Related topics

    LONDON (AP) _ The Sunday Times reported aides of Queen Elizabeth II have said the monarch is dismayed by many policies of Prime Minister Margaret Thatcher. Buckingham Palace disputed the report, saying it was without foundation.

    The newspaper said the political views of the 60-year-old queen were made known in several briefings by the queen’s advisers, who were aware the information would be published.

    Under Britain’s constitution, the monarch must be non-political and such a revelation of the queen’s feelings would break with the confidentiality she has maintained throughout a 34-year-old reign and the governments of eight prime ministers.

    The Sunday Times indicated the reason for such unprecedented information from the palace was Elizabeth’s deep concern for the surivival of the Commonwealth, which is in conflict over the refusal by Mrs. Thatcher’s Conservative Party government to impose severe sanctions on South Africa’s white-led government.

    Britain’s monarch is titular head of the Commonwealth, the 49-nation association of Britain and its former colonies, and the queen has devoted much time and energy to the organization.

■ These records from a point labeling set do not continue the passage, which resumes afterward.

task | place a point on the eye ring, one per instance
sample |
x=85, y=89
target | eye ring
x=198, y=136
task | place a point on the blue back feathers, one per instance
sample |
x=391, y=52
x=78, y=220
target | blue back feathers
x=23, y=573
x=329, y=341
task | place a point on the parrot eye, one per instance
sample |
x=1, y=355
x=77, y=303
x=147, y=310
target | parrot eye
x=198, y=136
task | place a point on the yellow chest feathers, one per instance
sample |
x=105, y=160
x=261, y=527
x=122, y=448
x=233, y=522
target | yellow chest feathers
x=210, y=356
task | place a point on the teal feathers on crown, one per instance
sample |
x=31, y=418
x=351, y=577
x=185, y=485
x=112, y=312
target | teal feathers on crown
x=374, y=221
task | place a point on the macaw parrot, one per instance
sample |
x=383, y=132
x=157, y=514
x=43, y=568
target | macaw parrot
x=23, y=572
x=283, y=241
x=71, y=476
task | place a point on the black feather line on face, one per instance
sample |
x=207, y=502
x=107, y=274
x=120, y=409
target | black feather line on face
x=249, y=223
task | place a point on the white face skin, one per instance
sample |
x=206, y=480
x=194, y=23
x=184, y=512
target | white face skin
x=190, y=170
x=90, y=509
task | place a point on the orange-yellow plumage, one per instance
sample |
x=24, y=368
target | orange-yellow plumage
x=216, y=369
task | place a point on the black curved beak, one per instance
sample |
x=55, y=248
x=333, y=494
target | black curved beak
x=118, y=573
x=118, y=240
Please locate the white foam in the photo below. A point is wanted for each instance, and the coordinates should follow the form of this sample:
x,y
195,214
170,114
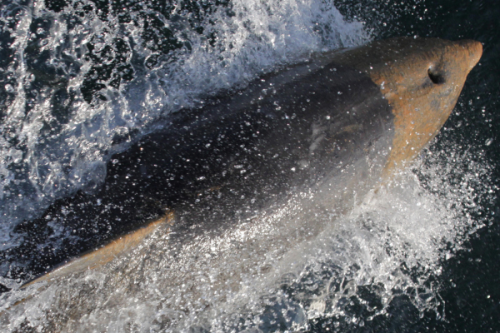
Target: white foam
x,y
253,278
57,156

    ″It was made clear that the queen is not campaigning for economic sanctions″ against South Africa, the independent Sunday Times said. ″But she ... believes that a compromise must be reached between Thatcher and the other Commonwealth leaders.″

    The newspaper also said the queen considers the prime minister’s approach to domestic policy often uncaring, confrontational and divisive. It did not identify the advisers it attributed the reports to, but said they specifically mentioned the queen’s misgivings about allowing U.S. bombers to use British air bases for their raid on Libya in April.

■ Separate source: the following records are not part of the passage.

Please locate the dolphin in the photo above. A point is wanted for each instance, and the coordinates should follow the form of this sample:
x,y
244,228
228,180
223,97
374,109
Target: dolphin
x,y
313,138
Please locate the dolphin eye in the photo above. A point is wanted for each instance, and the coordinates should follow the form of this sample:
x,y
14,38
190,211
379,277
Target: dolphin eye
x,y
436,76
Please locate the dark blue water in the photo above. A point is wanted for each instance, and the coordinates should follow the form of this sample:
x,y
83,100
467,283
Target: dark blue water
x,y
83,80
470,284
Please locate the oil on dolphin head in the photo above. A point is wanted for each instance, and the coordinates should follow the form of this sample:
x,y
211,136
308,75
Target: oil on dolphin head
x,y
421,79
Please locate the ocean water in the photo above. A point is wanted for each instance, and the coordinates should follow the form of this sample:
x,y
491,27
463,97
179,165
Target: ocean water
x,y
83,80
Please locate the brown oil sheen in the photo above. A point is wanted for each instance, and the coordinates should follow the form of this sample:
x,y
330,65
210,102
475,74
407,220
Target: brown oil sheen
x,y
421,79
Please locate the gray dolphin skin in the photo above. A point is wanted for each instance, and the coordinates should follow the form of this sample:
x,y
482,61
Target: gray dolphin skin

    According to the newspaper, the aides also said the queen feared long-term damage was done to Britain’s social fabric during the year-long miner’s strike in 1983 and 1984, and the monarch felt the government lacked compassion toward the less-privileged.

    After the first edition of The Sunday Times was published Saturday night, Buckingham Palace spokesman Michael Shea said: ″As with all previous prime ministers, the queen enjoys a relationship of the closest confidentiality with Mrs. Thatcher and reports purporting to be the queen’s opinions of government policies are entirely without foundation.″

    Mrs. Thatcher’s 10 Downing St. office did not comment, abiding by the established position that relations between the sovereign and the prime minister are confidential.

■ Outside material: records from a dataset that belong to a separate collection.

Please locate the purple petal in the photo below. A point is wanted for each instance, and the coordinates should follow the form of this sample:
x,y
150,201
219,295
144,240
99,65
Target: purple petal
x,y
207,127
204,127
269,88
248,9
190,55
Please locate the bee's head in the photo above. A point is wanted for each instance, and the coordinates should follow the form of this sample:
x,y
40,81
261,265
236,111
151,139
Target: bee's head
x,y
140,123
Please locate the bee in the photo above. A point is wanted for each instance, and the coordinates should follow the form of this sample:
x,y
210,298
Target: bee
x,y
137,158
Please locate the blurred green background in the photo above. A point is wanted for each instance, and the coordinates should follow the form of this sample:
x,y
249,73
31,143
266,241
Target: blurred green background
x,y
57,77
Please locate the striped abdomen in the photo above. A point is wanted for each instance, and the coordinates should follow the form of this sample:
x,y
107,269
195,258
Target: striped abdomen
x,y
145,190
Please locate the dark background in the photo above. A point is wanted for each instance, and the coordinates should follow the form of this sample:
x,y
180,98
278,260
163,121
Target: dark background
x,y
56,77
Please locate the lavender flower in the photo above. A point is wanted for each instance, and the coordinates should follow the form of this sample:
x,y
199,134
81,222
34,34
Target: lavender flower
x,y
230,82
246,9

    Sunday Times editor Andrew Neil said he wasn’t surprised by the palace denial. ″I think what is said in public and what is said in private are two different things and the palace have to maintain their position,″ he said.

    The conservative Sunday Telegraph said the queen ″will do nothing to embarrass Mrs. Thatcher over sanctions″ against South Africa.

    It quoted unidentified government sources and others close to the royal family as saying reports about the alleged friction between the queen and Mrs. Thatcher on a personal and political level are exaggerated.

    The two leaders get on well and the queen is generally supportive of the government’s domestic policy, the Sunday Telegraph said.